The Mediterranean biome was hot, but it was a drier, more pleasant heat – nothing like the stickiness of the Rainforest. I’d never seen so many grasses and cacti before, with sandy soil getting in between my sandals and my toes!

It was like being in a desert, only with more trees and canopies overhead to provide shade. There were a lot more sculptures in it than the other biome, they each had their similarities but both had a contrast to them which made them unique in their own right. I couldn’t possibly pick a favourite!

Time was getting on a bit by this time, my parents and I had one last look round the outside gardens then made our way home – it’s a two hour drive from Cornwall back home to Devon.
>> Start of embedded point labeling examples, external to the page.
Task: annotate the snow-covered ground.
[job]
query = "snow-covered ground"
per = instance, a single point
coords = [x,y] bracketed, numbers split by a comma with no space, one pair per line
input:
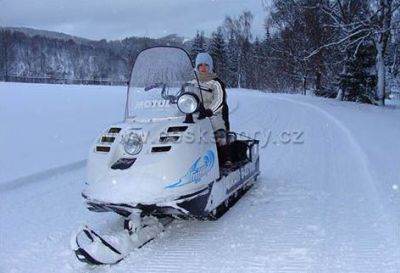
[328,198]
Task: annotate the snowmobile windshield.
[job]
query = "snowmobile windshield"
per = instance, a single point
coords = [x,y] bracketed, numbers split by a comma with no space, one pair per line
[158,77]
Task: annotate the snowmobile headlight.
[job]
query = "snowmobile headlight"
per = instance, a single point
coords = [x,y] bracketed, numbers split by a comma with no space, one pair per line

It had been a fantastic day, but I thought that’s as far as it’s going to go – I went to sleep that night resigning myself to the fact that based on my interview, and having seen myself what an outstanding place Eden was, that there was no chance of me getting the apprenticeship in a million years.

So you can imagine my complete and utter shock when Eden rang the next day, congratulating me and telling me I’d won the place. OMIGOD!!! I hadn’t prepared myself for that outcome at all, I was speechless. That’s the only time in my life I’ve ever cried out of pure happiness! I was a blubbering wreck for the rest of the day, I don’t think I knew myself how much this opportunity meant to me until I was given it.
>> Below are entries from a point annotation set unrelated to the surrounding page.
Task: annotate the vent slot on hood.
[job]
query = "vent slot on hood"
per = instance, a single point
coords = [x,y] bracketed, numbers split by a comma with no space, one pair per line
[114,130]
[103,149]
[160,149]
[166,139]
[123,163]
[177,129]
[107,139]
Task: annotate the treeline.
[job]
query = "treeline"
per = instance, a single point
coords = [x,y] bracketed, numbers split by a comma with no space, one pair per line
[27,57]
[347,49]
Even now, a week later, I still can’t believe it’s happened and how much my life’s changed in the space of ten days. The initial shock has rubbed off a tad now, it doesn’t feel quite as overwhelming as it did – but I still don’t know what to say. Which, for those of you who know me, is very unusual indeed!

I have so much stuff to sort out before I move away that I don’t know where to begin. I have a welcome day on the 3rd September, and my actual start date is a week later, on the 10th. I have less than six weeks to pass my driving test, buy a car, sort out my finances and say goodbye to my family and friends. There’s nothing like putting yourself under pressure is there. . . The one thing I can say about myself is I don’t do things by halves!

There is one worry which has been taken off my shoulders, and that’s accommodation. Dina sent me details last week about a bungalow which is on the nursery site for Eden, seven miles away from the Eden Project itself. There’s only one other member of staff who lives there full time, and their room is on the other side of the office buildings, so I’ll basically have the place to myself.

Rent is £62.50p a week which is great, I wouldn’t find it cheaper elsewhere. I earn £420 a month, (which goes up to £540 in January) so for this year I will be living on £42.50p a week, once rent is taken away. That’ll be just enough for food and any other necessities, like petrol, etc!

I’m going down to Cornwall again next week with my parents to look at my accommodation (Dina and James are going to give me a guided tour!) and also to go round Eden again with my best friend. There’s going to be plenty to write about over the next month as this experience is completely new to me – I can’t wait to share it with you all!